Since the opening of Parliament, there has been plenty of questions raised over the Communications Data Bill, also known as the ‘Snooper’s Charter’, which would require phone and internet companies to maintain records of people’s internet, email and mobile phone activity, for up to 12 months.
Home Secretary Theresa May originally hoped to introduce the bill in the 2012-13 legislative session, but facing opposition from Deputy Prime Minister Nick Clegg and the Liberal Democrats, the bill was withdrawn.
Now that the Conservatives have a majority in Parliament, the Home Secretary is re-introducing the bill, which Prime Minister Cameron has vowed to pass as part of a ‘more comprehensive approach‘ to combatting terrorism.
Exact details of the legislation to be submitted are not yet available, but the general contents may be surmised based on the draft that circulated in 2012. In addition to requiring Communication Service Providers to archive customer metadata for 12 months, the bill would also allow the government to use ‘black boxes’ to intercept any traffic not made available by CSPs. This technology, according to the Office of Security and Counter-Terrorism, is already ‘used as a matter of course.‘
The bill would also establish arrangements for law enforcement and security teams to examine and correlate data from different sources. For example, it would be possible to collect a suspect’s mobile phone data, landline phone data, Facebook data, and other types of communications so security teams could gain a more complete picture of the suspect’s activities and connections.
Why is this bill needed? According to Home Secretary May, between 25% and 40% of the time police made requests for communications data, their work ends up saving lives.
‘The aim of this is to ensure our law enforcement agencies can carry on having access to the data they find so necessary operationally in terms of investigation, catching criminals and saving lives,’ she told a special committee of MPs and peers in 2012.

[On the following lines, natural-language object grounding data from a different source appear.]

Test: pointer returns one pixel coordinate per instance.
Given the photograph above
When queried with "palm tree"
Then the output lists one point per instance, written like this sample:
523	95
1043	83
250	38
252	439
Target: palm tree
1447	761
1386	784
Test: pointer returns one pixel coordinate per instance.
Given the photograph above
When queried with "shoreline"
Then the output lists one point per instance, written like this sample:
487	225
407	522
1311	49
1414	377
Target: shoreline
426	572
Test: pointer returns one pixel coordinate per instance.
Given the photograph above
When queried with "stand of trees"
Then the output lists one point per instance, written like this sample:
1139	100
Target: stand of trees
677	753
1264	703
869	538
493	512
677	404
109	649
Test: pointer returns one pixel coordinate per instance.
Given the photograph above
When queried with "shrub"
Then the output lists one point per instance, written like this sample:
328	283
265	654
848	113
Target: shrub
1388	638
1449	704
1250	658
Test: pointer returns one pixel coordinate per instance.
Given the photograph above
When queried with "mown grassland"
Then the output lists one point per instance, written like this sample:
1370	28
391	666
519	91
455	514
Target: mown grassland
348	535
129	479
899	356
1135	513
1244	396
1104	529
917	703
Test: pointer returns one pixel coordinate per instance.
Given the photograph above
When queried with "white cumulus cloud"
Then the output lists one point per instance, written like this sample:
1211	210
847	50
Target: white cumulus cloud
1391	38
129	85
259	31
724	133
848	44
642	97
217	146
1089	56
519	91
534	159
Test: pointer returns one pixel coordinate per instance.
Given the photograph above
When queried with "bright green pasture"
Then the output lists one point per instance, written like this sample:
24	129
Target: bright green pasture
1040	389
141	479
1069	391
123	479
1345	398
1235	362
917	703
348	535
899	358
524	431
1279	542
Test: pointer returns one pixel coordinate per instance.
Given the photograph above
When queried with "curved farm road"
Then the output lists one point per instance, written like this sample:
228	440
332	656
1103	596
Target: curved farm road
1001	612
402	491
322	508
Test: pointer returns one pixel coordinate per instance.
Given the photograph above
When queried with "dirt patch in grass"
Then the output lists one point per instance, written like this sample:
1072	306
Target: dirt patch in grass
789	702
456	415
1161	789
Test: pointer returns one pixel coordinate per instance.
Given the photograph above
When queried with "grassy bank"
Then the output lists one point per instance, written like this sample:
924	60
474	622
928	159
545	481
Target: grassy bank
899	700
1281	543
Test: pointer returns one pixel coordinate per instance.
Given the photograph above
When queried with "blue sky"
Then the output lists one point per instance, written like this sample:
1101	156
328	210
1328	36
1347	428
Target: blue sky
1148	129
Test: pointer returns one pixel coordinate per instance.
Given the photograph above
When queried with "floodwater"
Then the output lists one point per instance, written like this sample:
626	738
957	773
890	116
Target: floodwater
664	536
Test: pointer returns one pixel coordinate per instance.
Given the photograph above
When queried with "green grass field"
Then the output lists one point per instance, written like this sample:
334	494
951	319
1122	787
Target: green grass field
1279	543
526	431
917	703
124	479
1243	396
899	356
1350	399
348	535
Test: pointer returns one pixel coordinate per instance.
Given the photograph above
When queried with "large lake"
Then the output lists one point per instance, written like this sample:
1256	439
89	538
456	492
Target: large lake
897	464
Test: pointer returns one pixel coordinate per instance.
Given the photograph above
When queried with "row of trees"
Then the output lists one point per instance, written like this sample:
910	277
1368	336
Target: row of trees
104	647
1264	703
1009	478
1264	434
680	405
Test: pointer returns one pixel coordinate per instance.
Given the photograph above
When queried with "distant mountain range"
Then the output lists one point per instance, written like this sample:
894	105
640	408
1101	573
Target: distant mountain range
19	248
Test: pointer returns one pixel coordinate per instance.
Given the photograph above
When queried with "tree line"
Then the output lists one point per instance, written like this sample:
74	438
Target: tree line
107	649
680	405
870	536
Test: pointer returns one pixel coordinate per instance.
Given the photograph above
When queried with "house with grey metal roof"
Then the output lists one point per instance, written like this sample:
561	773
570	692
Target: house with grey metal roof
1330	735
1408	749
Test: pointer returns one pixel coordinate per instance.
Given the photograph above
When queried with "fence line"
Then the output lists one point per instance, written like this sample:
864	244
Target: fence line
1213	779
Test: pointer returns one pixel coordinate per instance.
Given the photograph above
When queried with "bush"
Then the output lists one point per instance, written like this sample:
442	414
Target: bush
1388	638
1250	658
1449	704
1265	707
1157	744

This bill is one of several new security laws passed in Europe intending to give governments and their intelligence and security agencies greater access to data that can help them uncover and stop terrorist plots.
In the U.S., the legislative trend is heading the other way. The NSA is broadly seen as having overreached its charter in its mass collection of telephone metadata. Consequently, a bill reauthorising the NSA’s data collection failed to win support in Congress.
A weaker provision passed instead; the USA Patriot Act has now given way to the USA Freedom Act. But this new act is far from toothless. In fact, it calls for telecommunications companies to store records and make them accessible to government agencies in a manner similar to that prescribed for CSPs in the Snooper’s Charter.
Which suggests, perhaps, that the Snooper’s Charter is the path of moderation.
Security is always a compromise. For public safety, it’s a compromise between privacy and security, whereas in the enterprise it’s between security and productivity.
> See also: Two years after Snowden, the game is up for mass spying, says human rights group
Our nation faces an unprecedented challenge from an asymmetric enemy that is technically savvy and highly distributed. A balancing act between liberty and privacy is always going to be very hard to achieve for any government.
Any future terrorist strike will result in the usual outcry for why better intelligence did not get gathered, understood, or acted on, but until then, those arguing for less scrutiny and greater liberty will shout loudest.
So let the balancing act continue. Perhaps as important as the particulars of the legislation itself, is the democratic process that brings any sort of charter into effect and that monitors its results. Should abuses occur, they must be noted and corrected.
Should operational lapses occur, vigilance must be increased. Should new technologies become available, they should be considered and applied with prudence and insight.